Et, pour le dire en passant, si la culture, — avec ou sans K, — dont il est beaucoup question au delà du Rhin depuis quelques mois, est par définition la recherche désintéressée des biens intellectuels plutôt que des succès industriels ou commerciaux, il est assez amusant, dans le pays de Pasteur, de Berthelot, de Curie et d’Henri Poincaré, pour ne citer aucun vivant ; dans le pays qui, depuis quarante ans, a doté la science de vingt découvertes capitales et qui a possédé des écrivains et des artistes d’une renommée universelle, d’entendre des voisins dont le triomphe consiste à monnayer les idées d’autrui en des usines achalandées, se targuer d’une génialité hors de pair.

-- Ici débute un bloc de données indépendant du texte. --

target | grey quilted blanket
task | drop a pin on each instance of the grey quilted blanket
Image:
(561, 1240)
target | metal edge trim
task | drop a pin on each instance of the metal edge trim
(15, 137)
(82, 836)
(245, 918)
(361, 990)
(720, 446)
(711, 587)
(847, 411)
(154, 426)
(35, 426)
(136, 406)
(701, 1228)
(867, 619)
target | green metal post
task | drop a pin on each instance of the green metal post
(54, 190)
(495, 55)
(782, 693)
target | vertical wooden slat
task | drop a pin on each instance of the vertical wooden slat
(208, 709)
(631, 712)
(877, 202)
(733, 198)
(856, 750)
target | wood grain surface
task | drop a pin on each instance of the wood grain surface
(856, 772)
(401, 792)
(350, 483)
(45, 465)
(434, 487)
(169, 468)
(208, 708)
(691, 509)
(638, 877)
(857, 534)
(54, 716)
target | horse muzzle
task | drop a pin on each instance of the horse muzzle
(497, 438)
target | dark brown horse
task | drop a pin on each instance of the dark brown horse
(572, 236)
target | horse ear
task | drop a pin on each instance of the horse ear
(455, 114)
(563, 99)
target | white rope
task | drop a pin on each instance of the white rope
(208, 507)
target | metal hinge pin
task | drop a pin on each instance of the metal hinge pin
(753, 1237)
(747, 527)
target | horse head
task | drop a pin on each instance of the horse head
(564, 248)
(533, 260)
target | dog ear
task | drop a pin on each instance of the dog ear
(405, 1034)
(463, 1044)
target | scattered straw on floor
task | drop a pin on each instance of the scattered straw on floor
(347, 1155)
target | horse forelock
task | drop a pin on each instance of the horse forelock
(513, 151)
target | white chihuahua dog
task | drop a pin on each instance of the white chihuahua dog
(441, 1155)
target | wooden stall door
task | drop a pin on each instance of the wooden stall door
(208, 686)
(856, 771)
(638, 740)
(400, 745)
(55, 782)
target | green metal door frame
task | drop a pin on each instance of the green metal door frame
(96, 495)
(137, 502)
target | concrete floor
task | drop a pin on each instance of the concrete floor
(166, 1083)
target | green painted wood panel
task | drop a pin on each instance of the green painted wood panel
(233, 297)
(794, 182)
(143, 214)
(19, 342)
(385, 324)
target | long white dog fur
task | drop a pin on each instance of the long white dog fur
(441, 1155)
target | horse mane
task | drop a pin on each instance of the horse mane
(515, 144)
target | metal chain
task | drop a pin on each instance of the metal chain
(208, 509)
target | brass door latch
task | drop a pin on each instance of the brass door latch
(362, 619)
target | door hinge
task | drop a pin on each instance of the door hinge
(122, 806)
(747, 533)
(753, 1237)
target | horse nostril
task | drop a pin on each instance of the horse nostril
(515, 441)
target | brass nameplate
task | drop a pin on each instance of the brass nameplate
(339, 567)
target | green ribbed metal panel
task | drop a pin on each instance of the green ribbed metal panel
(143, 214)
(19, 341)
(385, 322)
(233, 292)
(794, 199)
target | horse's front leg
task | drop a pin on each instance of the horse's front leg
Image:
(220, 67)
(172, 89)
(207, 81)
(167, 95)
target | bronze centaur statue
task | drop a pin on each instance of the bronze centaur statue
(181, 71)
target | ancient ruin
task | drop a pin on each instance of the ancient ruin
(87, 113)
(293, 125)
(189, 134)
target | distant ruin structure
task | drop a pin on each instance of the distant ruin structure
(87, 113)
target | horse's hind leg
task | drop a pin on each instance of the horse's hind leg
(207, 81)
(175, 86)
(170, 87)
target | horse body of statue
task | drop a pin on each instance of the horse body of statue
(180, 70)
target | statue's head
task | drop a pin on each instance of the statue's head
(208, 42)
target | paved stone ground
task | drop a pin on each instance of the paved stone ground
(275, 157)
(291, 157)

La nouvelle civilisation allemande, qui ne brille ni par les lettres, ni par les arts plastiques, et non pas même par l’art musical depuis la mort de Wagner, dont la dernière œuvre est de 1878, la nouvelle civilisation allemande, avant tout matérielle et pratique, — « grossière » même, disait à de Treitschke en 1895 devant les étudians de Berlin, — est la résurrection d’un vieux passé local : celui des villes hanséatiques, de la Hanse du moyen âge ; et lorsque les Allemands se vantent comme d’un progrès marqué d’avoir substitué, à l’individualisme des Français ou des Anglais, l’association organisée, ils oublient que, si l’on entend par là certain collectivisme étroitement réglementé à la prussienne, loin d’être une conquête enviable du présent, ce ne serait qu’un vestige des sociétés en enfance que les peuples adultes remplacent peu à peu par la liberté. Cette liberté n’exclut pas les alliances de producteurs ou de consommateurs ; mais ces ententes, cartels, trusts ou syndicats, n’ont rien de particulier à l’Allemagne, pas plus que son programme commercial : « Des affaires avant tout, le bénéfice viendra ensuite. »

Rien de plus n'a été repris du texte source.